Chief physician at Omsk hospital says Navalny’s working diagnosis is a metabolic disease
The head doctor at the Omsk hospital treating Alexey Navalny says that the main working diagnosis for his condition is a metabolic disease caused by low blood sugar.
“Today we have [several] working diagnoses. Among these working diagnoses, the main one that we are most inclined towards is a carbohydrate deficiency, that is, a metabolic disease. This could have been caused by a sharp drop in blood sugar on the plane, which caused a loss of consciousness,” chief physician Alexander Murakhovsky said on the morning of August 21.
Murakhovsky also said that there were no traces of GHB (he used the term “oxybates”) or drugs acting as central nervous system depressants (“barbiturates”) found in Navalny’s system, contrary to earlier reports that the opposition politician was poisoned by hallucinogenic drugs. “We conducted a chemical and toxicological exam of the samples yesterday. I can say for sure that there weren’t any oxybates or barbiturates detected,” Murakhovsky said.
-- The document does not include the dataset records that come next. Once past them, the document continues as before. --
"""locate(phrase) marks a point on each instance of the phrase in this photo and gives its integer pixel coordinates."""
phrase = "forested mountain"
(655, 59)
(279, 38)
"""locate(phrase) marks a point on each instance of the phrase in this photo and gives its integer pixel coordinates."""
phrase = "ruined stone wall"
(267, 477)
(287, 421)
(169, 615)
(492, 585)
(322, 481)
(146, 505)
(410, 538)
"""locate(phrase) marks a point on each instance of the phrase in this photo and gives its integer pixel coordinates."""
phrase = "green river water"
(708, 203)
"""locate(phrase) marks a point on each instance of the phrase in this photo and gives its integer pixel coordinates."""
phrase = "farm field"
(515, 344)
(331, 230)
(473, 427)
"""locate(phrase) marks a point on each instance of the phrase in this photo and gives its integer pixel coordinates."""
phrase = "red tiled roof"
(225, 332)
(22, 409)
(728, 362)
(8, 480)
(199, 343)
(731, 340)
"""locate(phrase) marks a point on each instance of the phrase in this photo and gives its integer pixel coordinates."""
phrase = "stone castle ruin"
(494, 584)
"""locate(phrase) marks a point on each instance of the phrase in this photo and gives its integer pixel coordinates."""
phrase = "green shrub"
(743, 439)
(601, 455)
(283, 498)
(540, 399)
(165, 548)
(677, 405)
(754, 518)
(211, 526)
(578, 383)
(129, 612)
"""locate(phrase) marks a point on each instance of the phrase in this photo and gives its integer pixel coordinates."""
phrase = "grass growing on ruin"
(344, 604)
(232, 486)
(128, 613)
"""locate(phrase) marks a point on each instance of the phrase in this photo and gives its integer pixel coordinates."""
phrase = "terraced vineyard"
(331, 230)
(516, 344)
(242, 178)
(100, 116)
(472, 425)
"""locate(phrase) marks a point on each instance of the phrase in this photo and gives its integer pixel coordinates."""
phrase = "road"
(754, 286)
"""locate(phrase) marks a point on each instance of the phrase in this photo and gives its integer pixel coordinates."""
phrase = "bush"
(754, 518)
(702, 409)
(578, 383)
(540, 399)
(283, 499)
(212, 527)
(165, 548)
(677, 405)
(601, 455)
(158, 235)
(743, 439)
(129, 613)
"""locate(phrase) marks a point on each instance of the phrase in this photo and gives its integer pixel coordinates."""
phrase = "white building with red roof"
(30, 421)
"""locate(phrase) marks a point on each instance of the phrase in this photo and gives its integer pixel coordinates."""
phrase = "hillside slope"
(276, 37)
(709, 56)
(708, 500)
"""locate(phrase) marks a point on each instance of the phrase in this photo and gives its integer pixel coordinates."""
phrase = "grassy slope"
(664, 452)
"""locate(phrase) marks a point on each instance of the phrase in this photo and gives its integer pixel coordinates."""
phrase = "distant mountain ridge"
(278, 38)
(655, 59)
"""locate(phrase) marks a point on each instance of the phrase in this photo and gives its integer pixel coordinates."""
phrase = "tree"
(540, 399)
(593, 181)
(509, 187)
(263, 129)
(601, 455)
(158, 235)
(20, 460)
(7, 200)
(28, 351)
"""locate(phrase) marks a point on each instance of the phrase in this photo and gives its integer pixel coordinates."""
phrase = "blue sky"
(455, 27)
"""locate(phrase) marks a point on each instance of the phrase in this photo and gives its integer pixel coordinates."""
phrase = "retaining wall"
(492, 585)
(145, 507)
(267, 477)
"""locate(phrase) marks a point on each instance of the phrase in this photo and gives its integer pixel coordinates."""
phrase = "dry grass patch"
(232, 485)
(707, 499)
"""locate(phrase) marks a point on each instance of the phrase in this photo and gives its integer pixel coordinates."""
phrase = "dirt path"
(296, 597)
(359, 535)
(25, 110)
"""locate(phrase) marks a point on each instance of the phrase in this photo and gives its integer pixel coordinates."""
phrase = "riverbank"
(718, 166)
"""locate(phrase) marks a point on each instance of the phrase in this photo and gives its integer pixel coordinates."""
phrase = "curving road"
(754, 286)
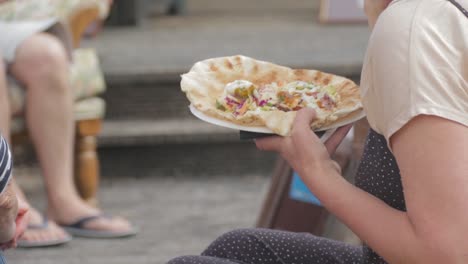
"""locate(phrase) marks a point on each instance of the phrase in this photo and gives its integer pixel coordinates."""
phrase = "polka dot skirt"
(378, 174)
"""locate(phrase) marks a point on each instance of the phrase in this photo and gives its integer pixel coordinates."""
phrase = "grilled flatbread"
(254, 93)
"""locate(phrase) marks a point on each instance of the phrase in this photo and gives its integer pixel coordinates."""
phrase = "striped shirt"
(6, 164)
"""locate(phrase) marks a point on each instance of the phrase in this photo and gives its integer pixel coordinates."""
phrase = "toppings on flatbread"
(254, 93)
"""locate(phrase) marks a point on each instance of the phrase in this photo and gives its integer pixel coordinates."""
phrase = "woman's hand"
(303, 149)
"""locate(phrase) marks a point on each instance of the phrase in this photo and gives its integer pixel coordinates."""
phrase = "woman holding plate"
(412, 183)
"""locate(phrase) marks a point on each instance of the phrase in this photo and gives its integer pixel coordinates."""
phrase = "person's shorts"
(15, 32)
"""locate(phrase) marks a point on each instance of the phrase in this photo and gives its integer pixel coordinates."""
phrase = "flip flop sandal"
(22, 243)
(78, 229)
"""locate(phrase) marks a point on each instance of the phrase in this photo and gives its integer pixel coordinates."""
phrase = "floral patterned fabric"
(14, 10)
(87, 80)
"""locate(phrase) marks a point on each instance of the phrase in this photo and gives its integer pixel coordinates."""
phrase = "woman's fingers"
(271, 143)
(303, 119)
(335, 140)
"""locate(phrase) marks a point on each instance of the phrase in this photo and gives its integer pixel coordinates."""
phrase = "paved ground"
(177, 216)
(284, 32)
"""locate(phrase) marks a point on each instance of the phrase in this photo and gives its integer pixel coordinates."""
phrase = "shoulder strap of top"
(456, 4)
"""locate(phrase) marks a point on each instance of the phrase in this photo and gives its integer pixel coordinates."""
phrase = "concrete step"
(177, 147)
(162, 132)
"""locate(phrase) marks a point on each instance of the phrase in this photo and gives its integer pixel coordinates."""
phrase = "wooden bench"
(87, 82)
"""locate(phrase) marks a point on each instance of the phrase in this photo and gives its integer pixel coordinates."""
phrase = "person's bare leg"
(52, 232)
(42, 65)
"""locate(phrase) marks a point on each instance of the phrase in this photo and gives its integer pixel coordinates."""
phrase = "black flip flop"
(78, 229)
(22, 243)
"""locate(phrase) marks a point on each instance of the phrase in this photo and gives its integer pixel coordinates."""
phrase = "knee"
(182, 260)
(229, 242)
(41, 56)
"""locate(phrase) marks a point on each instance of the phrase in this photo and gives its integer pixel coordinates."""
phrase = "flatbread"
(207, 79)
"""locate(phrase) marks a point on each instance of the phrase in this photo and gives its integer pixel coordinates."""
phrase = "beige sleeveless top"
(416, 63)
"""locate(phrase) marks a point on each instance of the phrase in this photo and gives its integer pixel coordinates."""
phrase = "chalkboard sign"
(342, 11)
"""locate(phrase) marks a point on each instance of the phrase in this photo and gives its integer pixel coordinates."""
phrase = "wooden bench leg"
(86, 160)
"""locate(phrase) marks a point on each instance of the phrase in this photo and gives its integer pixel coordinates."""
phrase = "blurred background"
(183, 181)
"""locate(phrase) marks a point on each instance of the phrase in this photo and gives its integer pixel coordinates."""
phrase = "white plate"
(265, 130)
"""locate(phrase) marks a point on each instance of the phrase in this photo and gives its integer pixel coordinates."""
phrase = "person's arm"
(431, 153)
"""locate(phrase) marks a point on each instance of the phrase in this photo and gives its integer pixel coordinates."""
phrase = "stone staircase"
(148, 124)
(152, 129)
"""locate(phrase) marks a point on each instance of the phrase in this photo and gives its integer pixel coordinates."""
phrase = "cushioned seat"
(87, 82)
(86, 79)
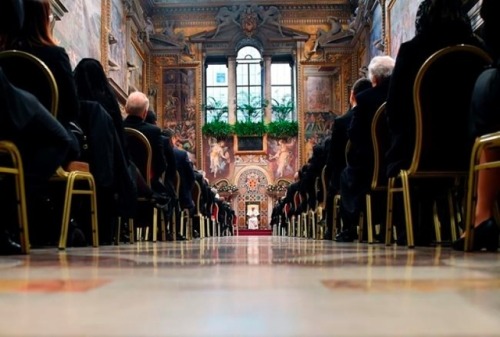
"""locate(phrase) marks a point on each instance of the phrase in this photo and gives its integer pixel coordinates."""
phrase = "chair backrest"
(380, 141)
(140, 152)
(29, 73)
(442, 93)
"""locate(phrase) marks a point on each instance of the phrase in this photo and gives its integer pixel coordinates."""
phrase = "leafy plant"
(283, 129)
(219, 130)
(216, 110)
(250, 128)
(282, 126)
(251, 107)
(282, 110)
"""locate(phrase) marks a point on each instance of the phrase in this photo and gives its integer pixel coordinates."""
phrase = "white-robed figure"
(253, 218)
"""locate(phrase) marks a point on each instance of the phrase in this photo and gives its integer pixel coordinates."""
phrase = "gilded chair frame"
(379, 180)
(486, 142)
(16, 170)
(13, 61)
(196, 191)
(146, 172)
(415, 171)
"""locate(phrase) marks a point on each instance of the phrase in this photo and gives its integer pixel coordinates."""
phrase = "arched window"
(249, 90)
(216, 93)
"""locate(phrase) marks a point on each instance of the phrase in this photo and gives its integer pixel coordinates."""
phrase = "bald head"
(137, 104)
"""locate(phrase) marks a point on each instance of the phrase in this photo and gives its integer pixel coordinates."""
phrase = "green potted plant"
(282, 126)
(217, 116)
(251, 111)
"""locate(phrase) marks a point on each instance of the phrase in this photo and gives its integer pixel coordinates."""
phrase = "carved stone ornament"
(249, 22)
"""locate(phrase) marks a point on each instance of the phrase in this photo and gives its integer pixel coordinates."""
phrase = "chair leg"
(131, 230)
(369, 218)
(118, 231)
(454, 216)
(407, 207)
(155, 225)
(388, 216)
(93, 212)
(361, 221)
(163, 227)
(66, 212)
(22, 213)
(437, 224)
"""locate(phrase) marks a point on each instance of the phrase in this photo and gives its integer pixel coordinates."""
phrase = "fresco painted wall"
(376, 31)
(79, 31)
(117, 50)
(179, 110)
(135, 76)
(401, 22)
(218, 158)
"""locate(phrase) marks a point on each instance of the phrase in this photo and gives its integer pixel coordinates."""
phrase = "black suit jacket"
(186, 173)
(400, 111)
(360, 154)
(336, 154)
(153, 134)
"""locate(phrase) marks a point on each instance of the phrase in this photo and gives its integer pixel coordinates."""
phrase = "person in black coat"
(137, 107)
(116, 191)
(356, 176)
(336, 162)
(92, 84)
(485, 118)
(439, 23)
(24, 119)
(35, 37)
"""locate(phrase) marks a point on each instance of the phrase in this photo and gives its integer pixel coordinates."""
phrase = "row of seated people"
(439, 24)
(87, 109)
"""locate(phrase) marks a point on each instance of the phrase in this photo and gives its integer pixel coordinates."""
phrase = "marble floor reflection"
(250, 286)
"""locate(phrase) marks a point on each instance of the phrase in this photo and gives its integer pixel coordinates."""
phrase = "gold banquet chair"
(196, 192)
(486, 142)
(40, 82)
(141, 154)
(439, 155)
(380, 141)
(14, 166)
(186, 224)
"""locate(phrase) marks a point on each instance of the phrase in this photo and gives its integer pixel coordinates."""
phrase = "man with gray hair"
(137, 107)
(355, 179)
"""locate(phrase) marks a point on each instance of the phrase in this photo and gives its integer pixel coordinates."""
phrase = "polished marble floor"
(250, 286)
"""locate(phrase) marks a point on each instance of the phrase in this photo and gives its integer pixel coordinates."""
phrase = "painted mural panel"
(136, 62)
(282, 157)
(376, 39)
(319, 93)
(79, 32)
(218, 158)
(117, 49)
(401, 17)
(179, 110)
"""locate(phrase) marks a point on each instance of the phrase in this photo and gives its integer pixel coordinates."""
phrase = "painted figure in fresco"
(271, 16)
(283, 156)
(253, 218)
(149, 29)
(219, 156)
(226, 16)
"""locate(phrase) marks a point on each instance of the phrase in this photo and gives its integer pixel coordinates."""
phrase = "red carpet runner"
(255, 232)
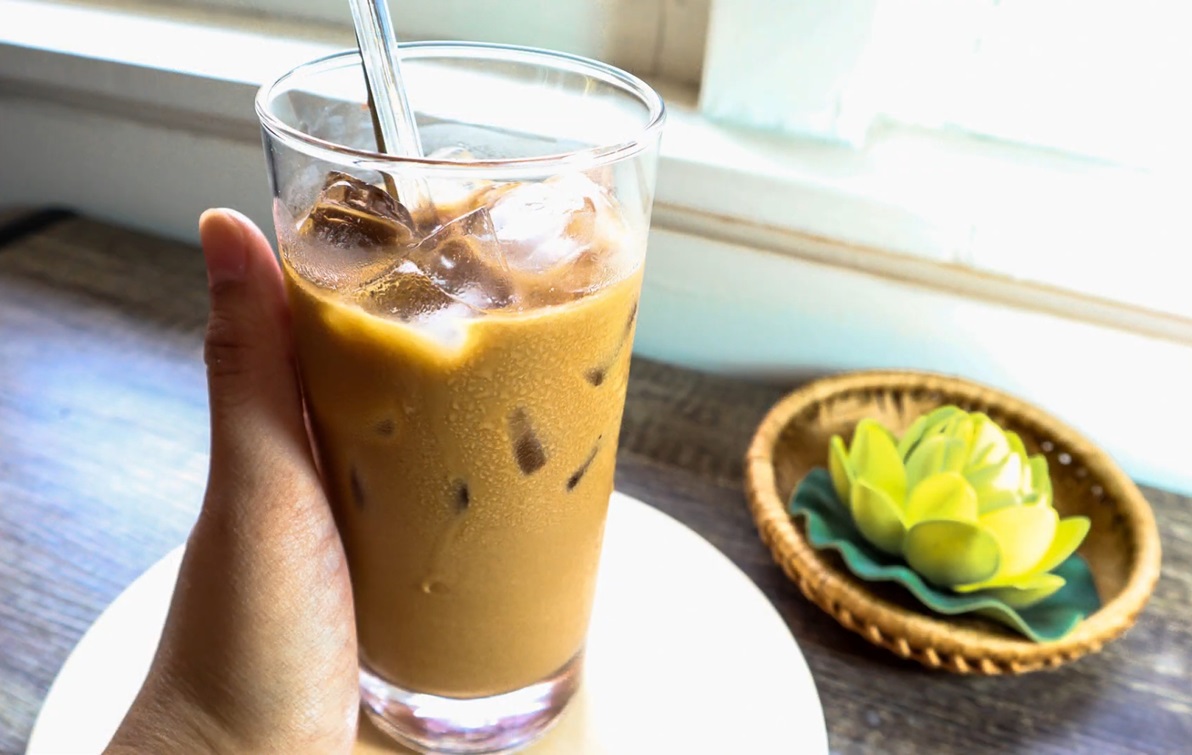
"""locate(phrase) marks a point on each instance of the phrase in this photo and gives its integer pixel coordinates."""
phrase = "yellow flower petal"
(875, 457)
(933, 455)
(1026, 592)
(989, 444)
(877, 517)
(1004, 476)
(925, 425)
(945, 495)
(951, 552)
(1069, 533)
(838, 466)
(1024, 534)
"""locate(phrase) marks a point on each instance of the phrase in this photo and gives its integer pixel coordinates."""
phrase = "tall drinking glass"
(464, 363)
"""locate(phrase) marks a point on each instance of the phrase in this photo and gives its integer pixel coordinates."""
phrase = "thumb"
(260, 643)
(250, 373)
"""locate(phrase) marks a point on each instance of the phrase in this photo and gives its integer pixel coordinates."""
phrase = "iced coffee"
(465, 390)
(463, 326)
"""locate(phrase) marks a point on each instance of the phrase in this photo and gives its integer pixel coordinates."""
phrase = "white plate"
(684, 655)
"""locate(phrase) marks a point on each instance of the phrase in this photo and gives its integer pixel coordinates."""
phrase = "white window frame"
(767, 253)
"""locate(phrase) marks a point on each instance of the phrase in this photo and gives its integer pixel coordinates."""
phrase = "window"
(843, 183)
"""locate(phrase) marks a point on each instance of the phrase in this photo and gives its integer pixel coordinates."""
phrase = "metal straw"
(397, 134)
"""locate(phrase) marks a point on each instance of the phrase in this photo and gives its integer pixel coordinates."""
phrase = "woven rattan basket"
(1122, 548)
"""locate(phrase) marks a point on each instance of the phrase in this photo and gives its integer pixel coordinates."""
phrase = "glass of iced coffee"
(463, 326)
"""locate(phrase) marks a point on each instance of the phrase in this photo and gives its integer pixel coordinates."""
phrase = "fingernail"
(223, 245)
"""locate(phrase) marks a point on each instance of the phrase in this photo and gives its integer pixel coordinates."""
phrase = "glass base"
(464, 726)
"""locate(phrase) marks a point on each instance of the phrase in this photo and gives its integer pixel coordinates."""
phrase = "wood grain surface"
(103, 459)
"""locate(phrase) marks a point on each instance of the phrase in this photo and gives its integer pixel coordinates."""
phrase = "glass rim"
(582, 159)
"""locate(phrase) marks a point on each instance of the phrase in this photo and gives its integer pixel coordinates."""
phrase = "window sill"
(768, 255)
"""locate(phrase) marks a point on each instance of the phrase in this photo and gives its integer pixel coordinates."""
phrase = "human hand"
(259, 651)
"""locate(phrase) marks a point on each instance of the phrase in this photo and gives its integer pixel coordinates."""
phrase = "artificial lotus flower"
(961, 501)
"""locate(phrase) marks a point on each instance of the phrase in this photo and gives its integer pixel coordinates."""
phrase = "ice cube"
(465, 261)
(454, 196)
(565, 224)
(354, 214)
(403, 292)
(353, 231)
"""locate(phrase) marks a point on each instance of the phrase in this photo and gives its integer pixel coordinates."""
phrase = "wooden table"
(103, 460)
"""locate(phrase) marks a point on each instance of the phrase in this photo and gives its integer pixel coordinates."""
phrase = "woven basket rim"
(931, 639)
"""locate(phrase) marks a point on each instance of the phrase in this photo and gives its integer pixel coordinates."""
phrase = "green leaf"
(874, 457)
(877, 518)
(838, 465)
(1028, 592)
(829, 525)
(951, 552)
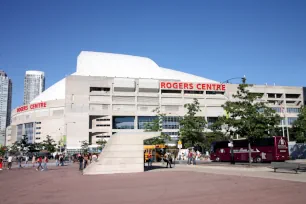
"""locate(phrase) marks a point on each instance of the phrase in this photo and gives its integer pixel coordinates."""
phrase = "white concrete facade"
(94, 104)
(34, 84)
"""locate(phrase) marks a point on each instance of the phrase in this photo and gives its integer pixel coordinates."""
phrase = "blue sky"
(262, 39)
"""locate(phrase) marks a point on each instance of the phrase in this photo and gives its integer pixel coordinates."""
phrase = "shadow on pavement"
(151, 168)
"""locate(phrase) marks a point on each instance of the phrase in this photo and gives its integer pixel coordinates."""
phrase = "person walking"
(56, 160)
(26, 161)
(81, 159)
(39, 161)
(149, 159)
(33, 160)
(169, 160)
(19, 159)
(9, 161)
(45, 162)
(1, 163)
(189, 157)
(194, 155)
(62, 160)
(85, 160)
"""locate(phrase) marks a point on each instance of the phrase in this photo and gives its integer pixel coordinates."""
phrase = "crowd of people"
(190, 155)
(39, 161)
(85, 159)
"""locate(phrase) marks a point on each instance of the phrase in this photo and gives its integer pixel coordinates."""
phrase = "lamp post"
(66, 130)
(231, 144)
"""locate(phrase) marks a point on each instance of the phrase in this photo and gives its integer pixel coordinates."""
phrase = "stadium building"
(111, 93)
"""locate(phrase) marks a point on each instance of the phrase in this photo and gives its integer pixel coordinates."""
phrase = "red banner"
(32, 106)
(192, 86)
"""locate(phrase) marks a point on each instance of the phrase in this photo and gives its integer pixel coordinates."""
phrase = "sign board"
(192, 86)
(32, 106)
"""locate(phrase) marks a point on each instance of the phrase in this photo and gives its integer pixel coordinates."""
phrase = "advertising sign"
(32, 106)
(192, 86)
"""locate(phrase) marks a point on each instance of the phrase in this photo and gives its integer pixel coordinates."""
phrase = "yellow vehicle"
(157, 151)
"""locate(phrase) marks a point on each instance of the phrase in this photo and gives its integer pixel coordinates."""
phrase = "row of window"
(289, 110)
(144, 122)
(103, 119)
(290, 121)
(107, 89)
(102, 125)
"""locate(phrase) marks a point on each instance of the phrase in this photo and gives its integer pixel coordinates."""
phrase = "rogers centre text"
(192, 86)
(32, 106)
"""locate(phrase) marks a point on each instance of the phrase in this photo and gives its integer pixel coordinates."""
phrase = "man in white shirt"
(26, 161)
(9, 160)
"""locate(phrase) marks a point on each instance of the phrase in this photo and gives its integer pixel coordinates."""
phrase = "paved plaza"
(182, 184)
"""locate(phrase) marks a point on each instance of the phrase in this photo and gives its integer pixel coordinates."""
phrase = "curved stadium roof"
(117, 65)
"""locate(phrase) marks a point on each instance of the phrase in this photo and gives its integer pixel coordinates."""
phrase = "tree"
(156, 126)
(101, 143)
(35, 147)
(49, 144)
(3, 150)
(14, 148)
(84, 146)
(299, 126)
(249, 117)
(191, 126)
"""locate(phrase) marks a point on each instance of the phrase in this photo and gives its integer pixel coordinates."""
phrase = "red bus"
(263, 150)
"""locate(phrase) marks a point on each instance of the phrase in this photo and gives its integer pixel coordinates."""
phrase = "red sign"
(32, 106)
(192, 86)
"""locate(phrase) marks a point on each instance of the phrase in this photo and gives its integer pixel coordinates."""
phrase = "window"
(277, 109)
(171, 122)
(144, 121)
(172, 134)
(29, 131)
(293, 110)
(292, 95)
(214, 92)
(211, 120)
(291, 120)
(103, 119)
(102, 136)
(99, 89)
(193, 92)
(102, 125)
(171, 91)
(123, 122)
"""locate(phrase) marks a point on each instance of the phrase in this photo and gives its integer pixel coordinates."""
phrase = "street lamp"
(66, 130)
(231, 144)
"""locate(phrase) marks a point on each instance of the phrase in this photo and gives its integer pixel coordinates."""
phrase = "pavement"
(181, 184)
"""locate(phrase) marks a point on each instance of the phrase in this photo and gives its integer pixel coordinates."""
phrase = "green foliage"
(299, 126)
(248, 116)
(191, 126)
(48, 144)
(101, 143)
(35, 147)
(84, 146)
(156, 126)
(3, 150)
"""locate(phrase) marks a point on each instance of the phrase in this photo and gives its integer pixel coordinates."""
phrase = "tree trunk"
(250, 154)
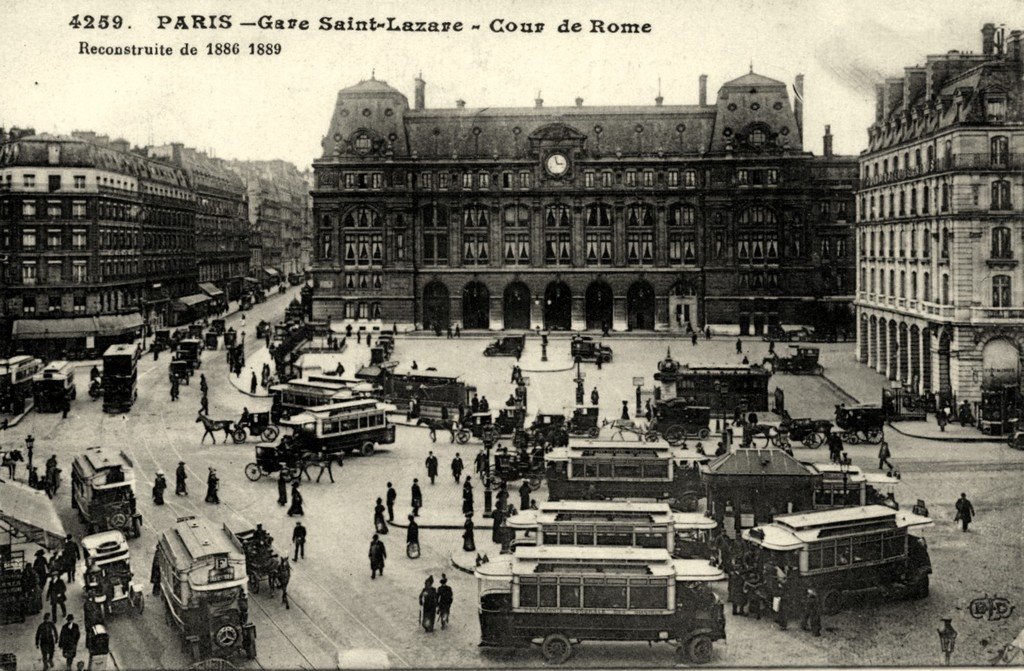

“[There are reports] going around in the media about a chemical compound that was taken by experts for analysis. I can say that it wasn’t biological material that was taken. These materials were taken from the surface of the skin, from clothes, from nails, and so on. We have already carried out a number of consultations [and] studies — this chemical compound is a common industrial chemical, which is used particularly, for example, in plastic cups, which everyone touch,” the chief physician added.
Murakhovsky also said that Navalny can’t be transported, since he is in unstable and serious condition. The head doctor explained that flying would put Navalny at risk of “increased instability during takeoff and landing”; increasing his risk of irregular blood flow (“hemodynamic irregularities”) and seizures. “As such, my colleagues [and] colleagues from Moscow came to the decision that we can’t risk [his] life. There are a lot of risks. At the moment he can’t be transported,” Murakhovsky said.
On the other hand, Navalny’s personal physician, Dr. Anastasia Vasileva of the Doctors’ Alliance, maintained that “metabolic disorders can occur due to a huge number of diseases.” “This is a condition, and not diagnosis,” she said. In conversation with Meduza, Vasileva confirmed that poisoning from toxic substances can also cause metabolic diseases.
Alexey Navalny was hospitalized on August 20, after he fell violently ill while on board a plane flying from Tomsk to Moscow. The aircraft made an emergency landing in Omsk, where Navalny was admitted to intensive care. He is currently in a coma and, according to local doctors, in stable but serious condition.
Navalny’s associates believe that he could have been poisoned, specifically by something mixed into the tea that he drank before his departure from the Tomsk airport. On the morning of August 21, his aides said a police officer at the hospital claimed that a dangerous agent was discovered in Navalny’s body that threatens both his life and the lives of everyone around him. Officially, local law enforcement denies these reports.
Navalny’s family members and associates want to transport him to a top clinic in Germany for treatment, but doctors in Omsk have refused to allow him to be moved in his current state. After examining Alexey Navalny, a team of intensive care doctors from Germany concluded that he can be transported safely.